If Kenny Thomas were a commendable player, he would perform as he did on Wednesday night every time out.
We don't need him to go 7-8 from the floor. But the shots he took against Milwaukee – those are the shots Kenny Thomas needs to be taking. Not 18-foot jumpers. Not runners off of the dribble from the high post. Not foul-line hook shots. Layups. Dunks. Baby hooks from the restricted zone.
The nine rebounds he pulled in were encouraging. The fact that four of them were on the offensive end was better, considering that the Kings as a whole did a good job keeping Milwaukee off the offensive glass (allowing a Milwaukee offensive rebound percentage of 25%). If the team rebounds well, it's OK for Kenny or Brad or Shareef or Ron-Ron to not have gaudy individual rebound numbers. The team rebound percentage is the important thing.
The best thing Kenny Thomas can do, though, is not give up the ball. That's been his most glaring wart all season – his iron mitts. I don't think Eric Musselman asks a lot of the guy on the offensive end, so seeing a guy end the game with 4 turnovers in 30 minutes is tragic. Every turnover, that's a shot your offense can't fire at the basket. When your team isn't a particularly solid shooting team, then those "extra shots" matter a whole lot.

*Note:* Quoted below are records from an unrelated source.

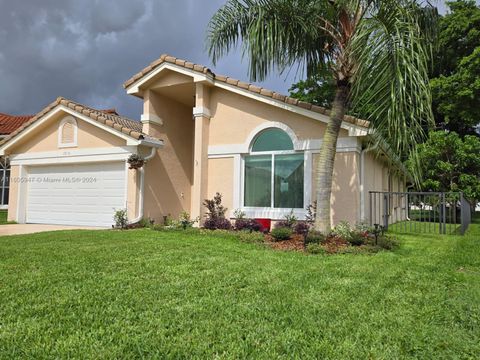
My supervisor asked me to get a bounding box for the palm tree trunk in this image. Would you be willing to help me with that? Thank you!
[315,81,349,234]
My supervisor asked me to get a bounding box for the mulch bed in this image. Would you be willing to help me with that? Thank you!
[265,234,350,254]
[265,234,305,251]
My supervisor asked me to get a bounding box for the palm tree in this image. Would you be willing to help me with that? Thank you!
[207,0,434,232]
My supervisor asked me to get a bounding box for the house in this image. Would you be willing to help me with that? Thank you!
[0,55,407,226]
[0,113,33,209]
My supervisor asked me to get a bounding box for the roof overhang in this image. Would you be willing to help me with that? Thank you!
[125,62,369,136]
[0,104,163,156]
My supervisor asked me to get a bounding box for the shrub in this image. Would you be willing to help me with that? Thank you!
[203,192,232,230]
[348,231,368,246]
[235,219,262,232]
[178,211,198,230]
[113,209,128,229]
[377,235,400,250]
[306,243,326,255]
[203,218,232,230]
[236,231,265,244]
[294,221,310,236]
[271,227,292,241]
[233,209,247,220]
[333,221,353,242]
[305,231,326,244]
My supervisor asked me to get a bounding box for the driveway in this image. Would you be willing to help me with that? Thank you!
[0,224,105,236]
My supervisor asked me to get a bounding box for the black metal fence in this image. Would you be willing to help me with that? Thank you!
[369,191,472,235]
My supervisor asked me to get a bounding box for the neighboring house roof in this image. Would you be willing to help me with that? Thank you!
[0,113,35,135]
[0,97,158,145]
[123,54,370,128]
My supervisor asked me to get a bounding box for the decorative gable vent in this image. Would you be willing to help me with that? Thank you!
[58,116,77,147]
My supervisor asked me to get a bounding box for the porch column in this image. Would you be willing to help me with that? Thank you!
[190,83,210,223]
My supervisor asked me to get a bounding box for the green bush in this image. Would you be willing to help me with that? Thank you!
[333,221,353,242]
[305,231,326,244]
[348,231,366,246]
[113,209,128,229]
[271,227,293,241]
[235,230,265,244]
[377,235,400,250]
[306,243,326,255]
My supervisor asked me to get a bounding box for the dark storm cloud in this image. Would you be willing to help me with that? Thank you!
[0,0,472,119]
[0,0,291,118]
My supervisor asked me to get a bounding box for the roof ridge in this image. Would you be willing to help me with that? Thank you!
[123,54,370,128]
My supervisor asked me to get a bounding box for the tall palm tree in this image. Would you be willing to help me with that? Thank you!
[207,0,433,232]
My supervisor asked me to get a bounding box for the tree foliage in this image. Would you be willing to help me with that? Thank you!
[408,131,480,204]
[430,0,480,136]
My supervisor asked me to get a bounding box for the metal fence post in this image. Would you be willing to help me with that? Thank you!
[383,193,388,230]
[442,193,447,234]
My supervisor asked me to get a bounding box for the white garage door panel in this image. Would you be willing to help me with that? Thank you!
[26,162,125,226]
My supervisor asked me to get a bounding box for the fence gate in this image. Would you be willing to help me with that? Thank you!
[369,191,471,235]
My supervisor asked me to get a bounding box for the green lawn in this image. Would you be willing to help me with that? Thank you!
[0,220,480,359]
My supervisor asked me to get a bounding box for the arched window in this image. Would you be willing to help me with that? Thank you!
[58,116,77,147]
[243,128,304,209]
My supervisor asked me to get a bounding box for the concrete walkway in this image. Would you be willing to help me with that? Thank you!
[0,224,105,236]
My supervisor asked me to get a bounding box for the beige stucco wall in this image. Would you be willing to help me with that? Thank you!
[7,112,139,221]
[7,166,20,221]
[144,92,194,222]
[312,152,360,226]
[207,157,236,213]
[9,113,126,154]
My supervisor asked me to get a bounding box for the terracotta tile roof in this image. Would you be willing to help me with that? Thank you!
[0,113,34,135]
[123,54,370,128]
[0,97,158,145]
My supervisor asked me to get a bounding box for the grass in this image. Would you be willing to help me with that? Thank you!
[0,218,480,359]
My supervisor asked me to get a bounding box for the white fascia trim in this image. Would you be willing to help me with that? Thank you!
[193,106,212,119]
[10,146,137,165]
[208,136,362,157]
[214,81,368,136]
[126,63,213,95]
[0,105,144,155]
[140,114,163,125]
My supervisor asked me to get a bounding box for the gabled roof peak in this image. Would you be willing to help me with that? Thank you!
[123,54,370,128]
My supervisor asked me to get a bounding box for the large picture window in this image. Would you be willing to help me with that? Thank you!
[244,128,304,209]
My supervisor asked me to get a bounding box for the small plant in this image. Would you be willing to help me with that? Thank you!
[203,218,232,230]
[275,209,298,229]
[294,221,310,237]
[235,219,262,232]
[306,243,326,255]
[348,231,368,246]
[178,211,198,230]
[377,235,400,250]
[127,154,145,169]
[236,231,265,244]
[203,192,232,230]
[333,221,353,242]
[113,209,128,229]
[233,209,247,220]
[271,227,293,241]
[305,231,326,244]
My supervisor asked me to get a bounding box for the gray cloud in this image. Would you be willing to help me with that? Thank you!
[0,0,476,118]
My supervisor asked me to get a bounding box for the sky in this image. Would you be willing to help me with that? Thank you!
[0,0,480,119]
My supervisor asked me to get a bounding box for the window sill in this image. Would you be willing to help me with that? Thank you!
[236,207,307,220]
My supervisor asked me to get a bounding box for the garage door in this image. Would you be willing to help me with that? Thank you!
[26,162,125,227]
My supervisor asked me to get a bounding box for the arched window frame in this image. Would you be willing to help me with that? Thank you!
[58,116,78,148]
[240,123,310,211]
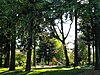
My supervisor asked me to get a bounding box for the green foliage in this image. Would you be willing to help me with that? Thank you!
[15,52,26,66]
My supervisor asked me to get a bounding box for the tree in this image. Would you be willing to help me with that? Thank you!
[95,0,100,70]
[46,1,73,66]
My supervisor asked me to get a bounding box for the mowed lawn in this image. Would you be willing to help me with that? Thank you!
[0,67,92,75]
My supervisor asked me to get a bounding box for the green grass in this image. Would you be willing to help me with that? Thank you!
[0,67,94,75]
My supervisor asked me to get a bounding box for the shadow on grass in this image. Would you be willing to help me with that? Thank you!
[0,66,93,75]
[33,66,72,70]
[39,69,89,75]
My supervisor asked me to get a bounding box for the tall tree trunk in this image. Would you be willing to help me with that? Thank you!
[87,25,91,65]
[63,42,69,66]
[74,1,78,66]
[9,35,16,71]
[60,14,69,66]
[26,20,33,71]
[4,39,10,68]
[95,0,100,70]
[0,43,2,67]
[33,37,36,66]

Kenny Thomas had only one turnover in 34 minutes against Milwaukee. (It was classic KT turnover – he was handling the ball at the left elbow in three-point range, apparently attempting to drive. Ruben Patterson – an angry, angry man – picked his pocket. Kevin Martin saved two points at the other end by blocking a layup by Ersan Ilyasova, who looks like he jumped straight out of a Munch painting. I digress.) KT has to know his limitations both as a ballplayer (he was born a bad ballhandler) and within this particular offense (spacing and crisp passing are the keystones of both the corner and open sets Musselman has been running). Against the Bucks, he knew his limitations. He knew his role. And look what happened – a really solid performance.
Of course, the Bucks might have a worse interior defense than the Kings. Andrew Bogut, age 22, might already be as slow as Shareef Abdur-Rahim, age 30. Ersan Ilyasova should probably be playing shooting guard at this point, because in the paint he looked more out of place than Jesse Jackson at a Klan rally. Dan Gadzuric got, what, thirty seconds of burn? Not a good defensive team at all, especially in the middle.

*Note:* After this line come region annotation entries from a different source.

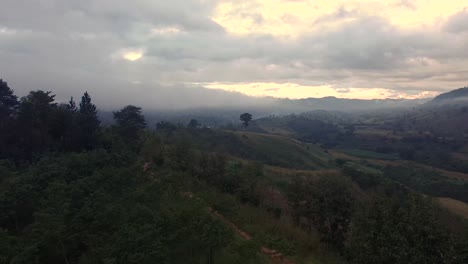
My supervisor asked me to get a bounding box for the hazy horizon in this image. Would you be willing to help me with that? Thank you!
[0,0,468,109]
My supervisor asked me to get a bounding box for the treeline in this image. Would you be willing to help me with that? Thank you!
[288,163,468,264]
[0,80,146,161]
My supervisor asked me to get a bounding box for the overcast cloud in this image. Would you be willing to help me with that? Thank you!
[0,0,468,108]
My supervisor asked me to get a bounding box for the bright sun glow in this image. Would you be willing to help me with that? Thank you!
[212,0,468,37]
[204,83,439,99]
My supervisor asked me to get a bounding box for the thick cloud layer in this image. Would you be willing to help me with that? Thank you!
[0,0,468,108]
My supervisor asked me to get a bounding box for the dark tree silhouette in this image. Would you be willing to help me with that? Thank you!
[187,119,201,128]
[114,105,146,140]
[18,90,57,158]
[0,79,19,158]
[78,92,101,149]
[240,113,252,128]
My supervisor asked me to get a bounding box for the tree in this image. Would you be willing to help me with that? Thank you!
[240,113,252,128]
[187,119,201,129]
[289,175,355,250]
[77,92,101,149]
[0,79,19,158]
[0,79,19,119]
[114,105,146,140]
[18,90,57,158]
[346,193,451,264]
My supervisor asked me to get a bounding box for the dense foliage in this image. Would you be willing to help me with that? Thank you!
[0,81,468,264]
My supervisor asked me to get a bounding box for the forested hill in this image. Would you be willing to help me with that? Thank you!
[0,81,468,264]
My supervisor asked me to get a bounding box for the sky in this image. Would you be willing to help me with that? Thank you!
[0,0,468,108]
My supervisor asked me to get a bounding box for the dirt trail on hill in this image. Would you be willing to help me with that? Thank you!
[143,162,294,264]
[209,208,294,264]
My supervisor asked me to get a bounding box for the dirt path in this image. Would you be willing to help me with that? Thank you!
[143,162,294,264]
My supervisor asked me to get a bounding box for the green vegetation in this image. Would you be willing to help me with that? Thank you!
[0,81,468,264]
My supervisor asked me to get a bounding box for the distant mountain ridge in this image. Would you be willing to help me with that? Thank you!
[431,87,468,104]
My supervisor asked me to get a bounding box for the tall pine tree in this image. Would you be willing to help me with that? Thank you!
[77,92,101,150]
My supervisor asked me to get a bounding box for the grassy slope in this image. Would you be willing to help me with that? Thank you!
[438,198,468,219]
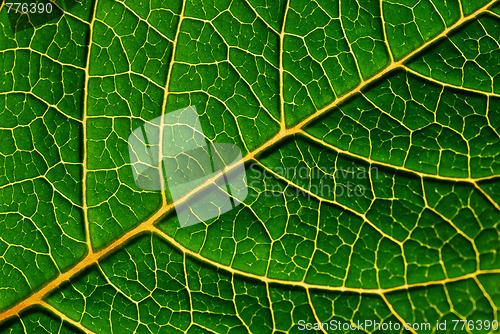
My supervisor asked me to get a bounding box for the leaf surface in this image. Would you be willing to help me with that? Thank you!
[0,0,500,333]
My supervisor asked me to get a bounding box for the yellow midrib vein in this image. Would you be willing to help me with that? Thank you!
[0,0,500,322]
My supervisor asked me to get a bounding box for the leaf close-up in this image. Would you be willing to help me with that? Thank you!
[0,0,500,334]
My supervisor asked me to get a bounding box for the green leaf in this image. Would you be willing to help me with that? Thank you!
[0,0,500,334]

Still, clean offensive performances like the Kings put out Wednesday are trumpetable. Yay Kings offense!
(This is to say nothing of the most silent 36-point outing in years. Did you ever think there'd be a game when Ron Artest would take 23 shots and no one would talk about it afterwards? It was all done – save maybe two attempts – completely within the offense. Even the outside shots weren't of the "I've-got-the-ball-and-I'm-better-than-this-dude-guarding-me-so-I'm-going-to-dribble-twice-then-pull -up-and-fire-away" variety. Encouragement! Woohoo!)